Naysayers would say these paintings take too much from Western history of painting but it is more like they refuse to deal with any convenient exoticism between East and West and perhaps it is telling, given that he obtains his images from the Internet, that these works speak about painting that is global, democratic and fair game; histories are disposable. Painting for this matter, knows no borders nor boundaries, or identity other than the maker of these works. And why should it be the contrary?

When the Post-Impressionists borrowed heavily from Japanese prints, no one said anything. Likewise with Picasso whose “Les Demoiselles d’Avignon”, inspired by African masks, was to be the precursor to Cubism. Or when the Abstract Expressionists and the American Avant-garde embraced Eastern philosophy and claimed it as their own, it was totally celebrated. Akira Kurosawa the filmmaker went against a lot of resistance from his own countrymen who said his work was un-Japanese when he borrowed much from Baroque painting and Shakespeare to make what is now known as cinematic masterpieces. Why can’t we turn back Western history, a history that is a form of cultural imperialism, back on its head and return the favour?

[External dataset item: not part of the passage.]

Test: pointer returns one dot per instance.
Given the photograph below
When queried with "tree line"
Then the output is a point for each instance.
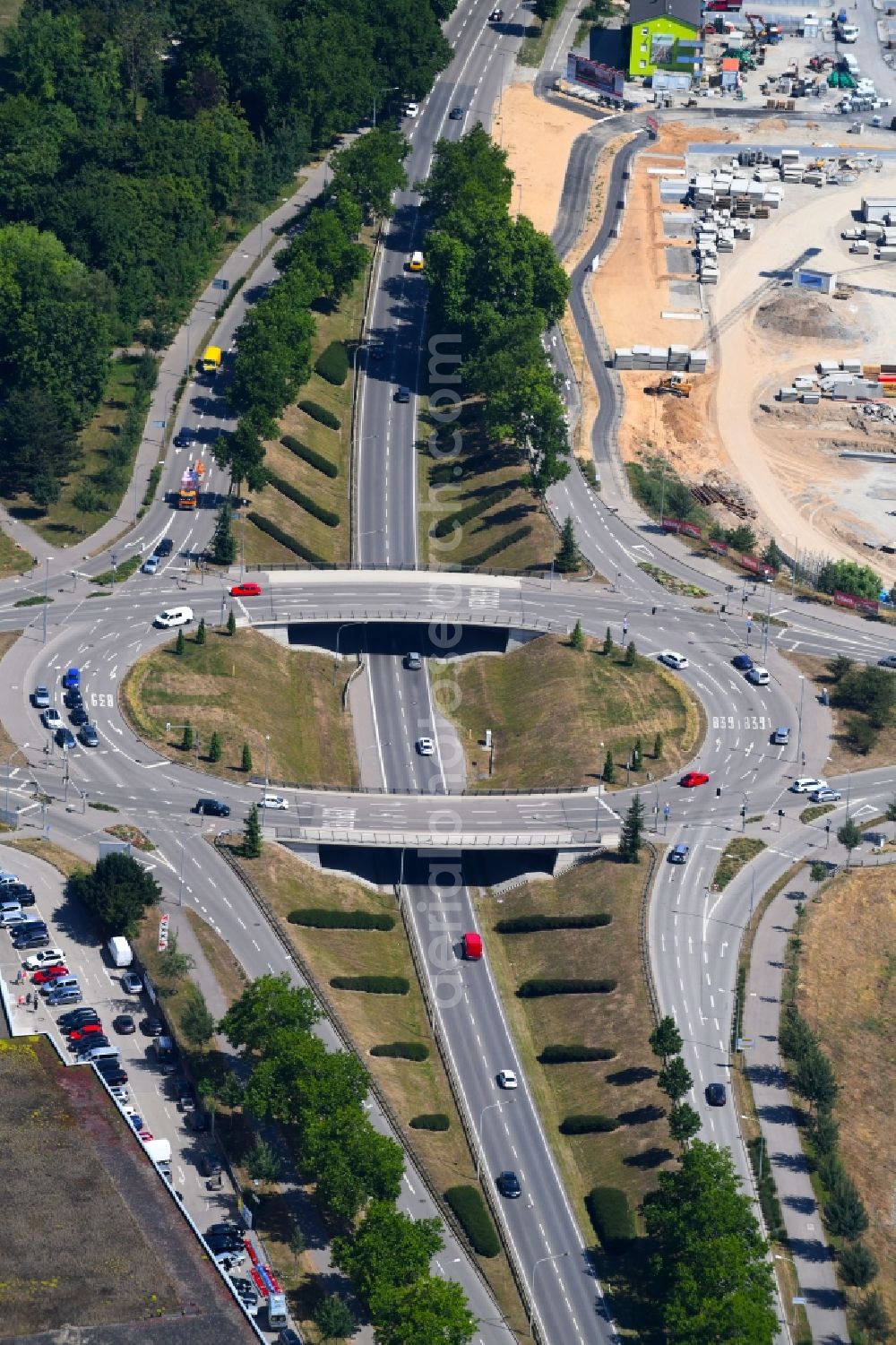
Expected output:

The painter Gerhard Richter has mentioned he likes working from photographs, because they freed him from any style, comparison, judgment and personal experience. They provided the subject matter and information for his process of painting to be based on. I suspect Tan does the same, but without the detachment of personal experience. There is something personal, intimate and precious about them and the way he reclaims them in their uncanny titles. They resonate with my practice as using abstraction as a vehicle to talk about something else and not as a means to an end. What also made the paintings more engaging, and this could be attributed to the foresight of the gallery director, were the partitions in the gallery that were not of right angles. This affected the way one navigates the space and experiences the works. On one hand, these are beguiling, deceptive paintings that lure you into their abyss. On the other, they are modest, compelling works that operate on a sensuous beauty and intellectual veracity. Guo-liang Tan makes dark pictures of flowers you may have remembered seeing before.

Photos: Courtesy of Guo-liang Tan

Contributed by: Jeremy Sharma

Contributor’s profile: Jeremy Sharma is a painter and a fine arts lecturer at the LASALLE College of The Arts.